I was hoping to do a lease option on it.

First:

Do your homework for your area. Find out what closing costs for buying sub-to or seller finance. Find out about selling with seller finance using your attorney. Know foreclosure time frames and costs if you sell with seller financing in case you need to take a property back.

Make sure the seller knows you're in it to make money that their loan has a due on sale clause and what that means for them if it gets called due if you buy sub-to or with seller finance with a wrap device. Get it in writing and have your attorney go over it with the seller.

Disclose to the buyer about the due on sale. And think about your outs if it does get called. Chances are slim that it will get called, but you have to plan for the worst. If you're not prepared for the worst, don't do the deal.

That said, however, I would get the purchase and sale agreement signed with the terms you and the seller agree to, give your consideration to your seller, then take it to your attorney. He'll tell you to adjust if needed and put together all the disclosures required by law.

For me to structure it, I need to know what the seller's PI (principal and interest) payment is. If his payments are pretty low to where if I sell with a payment structure (lease or seller finance) and get cash flow, I would consider this deal.

I would buy for what he owes either sub-to or seller finance with no down or balloon (long term balloon if the seller wants one). You need time to get a seller finance buyer qualified to get a loan and cash you both out). Sub-to is preferred but either serves my purpose. My payments will be equal to the seller's PI payment under both scenarios.

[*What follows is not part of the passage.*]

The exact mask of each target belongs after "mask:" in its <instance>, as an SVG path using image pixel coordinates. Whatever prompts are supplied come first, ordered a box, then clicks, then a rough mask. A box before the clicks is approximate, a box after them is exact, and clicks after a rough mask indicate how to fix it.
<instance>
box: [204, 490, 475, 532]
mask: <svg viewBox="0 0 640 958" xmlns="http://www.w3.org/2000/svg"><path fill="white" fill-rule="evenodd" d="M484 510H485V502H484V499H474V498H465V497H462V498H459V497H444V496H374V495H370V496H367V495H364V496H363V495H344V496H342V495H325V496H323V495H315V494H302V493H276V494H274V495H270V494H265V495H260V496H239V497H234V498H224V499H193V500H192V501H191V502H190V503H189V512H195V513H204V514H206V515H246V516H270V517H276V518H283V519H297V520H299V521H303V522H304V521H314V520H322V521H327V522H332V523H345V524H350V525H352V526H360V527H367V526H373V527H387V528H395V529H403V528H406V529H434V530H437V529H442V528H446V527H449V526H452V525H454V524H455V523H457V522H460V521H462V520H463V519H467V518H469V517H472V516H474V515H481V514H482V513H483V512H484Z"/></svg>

I would negotiate the $5000 moving money down as much as possible. I don't think I like the deal with $5k going to the seller. If he's motivated, he may be willing to accept less.

If I lease option it from him, I can't sell with seller financing which is my preferred out in this case because I'll be able to get more up front. No Realtor involved. Just my attorney which will involve costs.

My exit is seller finance to get more up front. If I lease option it out for $150k and get 3% for the option deposit, I only get $4500. Not much especially if I have to give my seller $5k.

If I sell with seller financing and if I can get 10% or $15,000 down with a 2 or 3 year balloon, I'll hopefully have enough to cover my closing costs and whatever cash I agreed to give the seller, and still have some money put aside for the what-if's. Foreclosure costs if you need to foreclose on your buyer and have enough money banked for several months of payments if a foreclosure takes that long in Indiana.

Talk to your attorney about putting together this type of deal after you've got an agreement signed. There may be specifics that you'll need to adjust and account for afterwards. And if the seller is motivated, they shouldn't kill the sale.

Regarding payment, I want to my payments from my buyer bigger than the PI payments going out to the seller's underlying loan and structure the buyer's note to me so the paydown is slower than the paydown of the seller's loan. Why? I get some cash flow and some equity build up until my buyer cashes me out. Again, check with your attorney on structuring it this way. Taxes and Insurance should be the responsibility of your buyer.

Then when my buyer buys, I get the difference between what's owed to me ($135k - any paydown) and what I owe to my seller ($128k - paydown).